ブラックマー・ホームは社会活動を重視する米国ユニバーサリスト教会により、日本女性に教養を授け、その社会的地位の向上を図るため明治36(1903)年、東京府小石川区高田老松町50番地(現、文京区目白台3丁目)に建設され、多大な寄付をしたバーモント州の教会員L.ブラックマー(Lucean Blackmer)の名が冠せられました。
教会はブラックマー・ホーム建設以前から小日向台町で「少女の家」を運営しており、寄宿生は女性宣教師の指導の下、近隣の子どもたちを集めて日曜学校や遊戯の指導をしていました。明治41(1908)年に正式な認可を得て慈善幼稚園が発足し、同44(1911)年に美登里幼稚園と改称しています(現、同仁美登里幼稚園・保育園)。

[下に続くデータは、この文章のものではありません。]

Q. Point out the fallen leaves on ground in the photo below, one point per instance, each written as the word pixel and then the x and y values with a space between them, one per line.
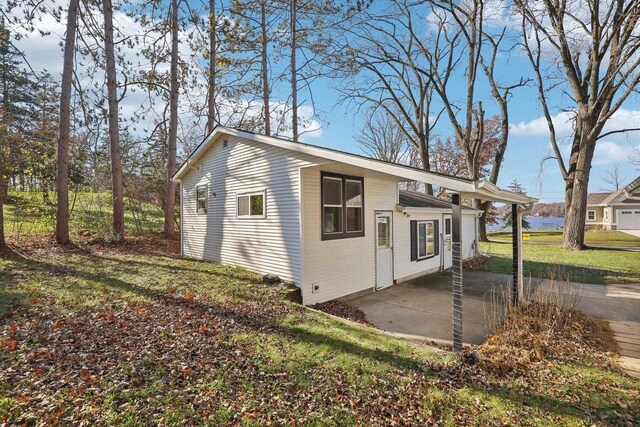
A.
pixel 344 310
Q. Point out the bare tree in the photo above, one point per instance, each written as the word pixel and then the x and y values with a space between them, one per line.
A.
pixel 62 162
pixel 382 139
pixel 114 131
pixel 382 57
pixel 588 49
pixel 294 68
pixel 614 178
pixel 170 194
pixel 213 68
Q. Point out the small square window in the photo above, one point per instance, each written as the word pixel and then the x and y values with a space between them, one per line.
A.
pixel 251 205
pixel 342 206
pixel 201 199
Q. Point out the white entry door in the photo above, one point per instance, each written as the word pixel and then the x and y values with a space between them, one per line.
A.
pixel 384 249
pixel 447 249
pixel 629 219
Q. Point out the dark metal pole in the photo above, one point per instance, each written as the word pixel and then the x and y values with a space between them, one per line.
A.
pixel 515 264
pixel 456 237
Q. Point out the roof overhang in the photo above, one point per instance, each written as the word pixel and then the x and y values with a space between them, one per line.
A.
pixel 476 189
pixel 488 191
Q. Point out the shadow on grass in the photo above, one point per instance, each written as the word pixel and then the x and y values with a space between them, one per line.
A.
pixel 557 271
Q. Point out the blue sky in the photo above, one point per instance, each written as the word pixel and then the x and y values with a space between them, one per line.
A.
pixel 528 143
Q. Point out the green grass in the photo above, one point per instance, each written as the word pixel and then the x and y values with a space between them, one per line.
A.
pixel 591 237
pixel 300 365
pixel 599 266
pixel 29 215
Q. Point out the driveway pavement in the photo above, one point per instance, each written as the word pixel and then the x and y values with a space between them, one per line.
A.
pixel 421 309
pixel 632 232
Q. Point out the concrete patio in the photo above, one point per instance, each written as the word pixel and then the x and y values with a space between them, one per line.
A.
pixel 421 310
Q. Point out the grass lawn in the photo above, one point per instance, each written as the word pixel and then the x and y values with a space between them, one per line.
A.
pixel 599 266
pixel 591 237
pixel 133 335
pixel 28 215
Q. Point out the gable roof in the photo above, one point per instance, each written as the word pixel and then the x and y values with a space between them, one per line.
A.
pixel 631 191
pixel 478 189
pixel 597 198
pixel 633 188
pixel 413 199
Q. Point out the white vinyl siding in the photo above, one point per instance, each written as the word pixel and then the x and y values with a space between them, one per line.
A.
pixel 404 267
pixel 267 245
pixel 341 267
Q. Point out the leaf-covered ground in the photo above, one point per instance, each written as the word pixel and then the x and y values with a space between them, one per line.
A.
pixel 132 335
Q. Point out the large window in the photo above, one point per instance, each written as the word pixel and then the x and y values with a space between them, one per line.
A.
pixel 201 199
pixel 342 206
pixel 424 240
pixel 251 205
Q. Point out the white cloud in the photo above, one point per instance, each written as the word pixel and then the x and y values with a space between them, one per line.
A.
pixel 563 123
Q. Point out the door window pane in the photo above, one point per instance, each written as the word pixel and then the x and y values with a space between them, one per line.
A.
pixel 384 234
pixel 430 238
pixel 422 240
pixel 426 239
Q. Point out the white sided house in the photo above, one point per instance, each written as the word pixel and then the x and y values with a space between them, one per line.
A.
pixel 332 223
pixel 618 210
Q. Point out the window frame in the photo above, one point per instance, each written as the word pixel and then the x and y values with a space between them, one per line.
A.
pixel 343 234
pixel 204 211
pixel 426 237
pixel 414 226
pixel 250 194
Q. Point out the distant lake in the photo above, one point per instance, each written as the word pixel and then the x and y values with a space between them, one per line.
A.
pixel 535 222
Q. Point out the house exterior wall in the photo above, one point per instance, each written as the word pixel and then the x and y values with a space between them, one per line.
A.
pixel 407 269
pixel 630 222
pixel 343 266
pixel 346 266
pixel 265 245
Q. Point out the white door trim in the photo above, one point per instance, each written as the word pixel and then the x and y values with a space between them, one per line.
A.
pixel 389 214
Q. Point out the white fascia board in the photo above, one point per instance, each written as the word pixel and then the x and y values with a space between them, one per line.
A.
pixel 485 190
pixel 407 173
pixel 425 210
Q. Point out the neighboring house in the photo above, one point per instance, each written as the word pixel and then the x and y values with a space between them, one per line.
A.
pixel 618 210
pixel 333 223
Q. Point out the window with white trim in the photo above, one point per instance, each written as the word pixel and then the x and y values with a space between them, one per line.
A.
pixel 251 205
pixel 201 199
pixel 342 206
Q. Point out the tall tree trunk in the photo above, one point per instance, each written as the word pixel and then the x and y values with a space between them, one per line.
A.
pixel 496 163
pixel 62 162
pixel 482 224
pixel 114 131
pixel 576 190
pixel 264 70
pixel 294 70
pixel 424 157
pixel 3 244
pixel 211 117
pixel 170 196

東洋学園創立者・宇田尚の妻、宇田愛(1883~1982/東洋学園理事長1946~1975)は女子高等師範学校附属高等女学校を卒業し、日本女子大学校英文学部本科へ入学する間に「少女の家」寄宿生となりました。長じて宣教師たちを助け、幼稚園の運営に携わり、園の名称を「美登里」と定めた命名者でした。戦後は教会の理事として働いています。
このような関係から日米戦争中、閉鎖されていた同ホームを本学の寄宿舎として利用させていただいたものです。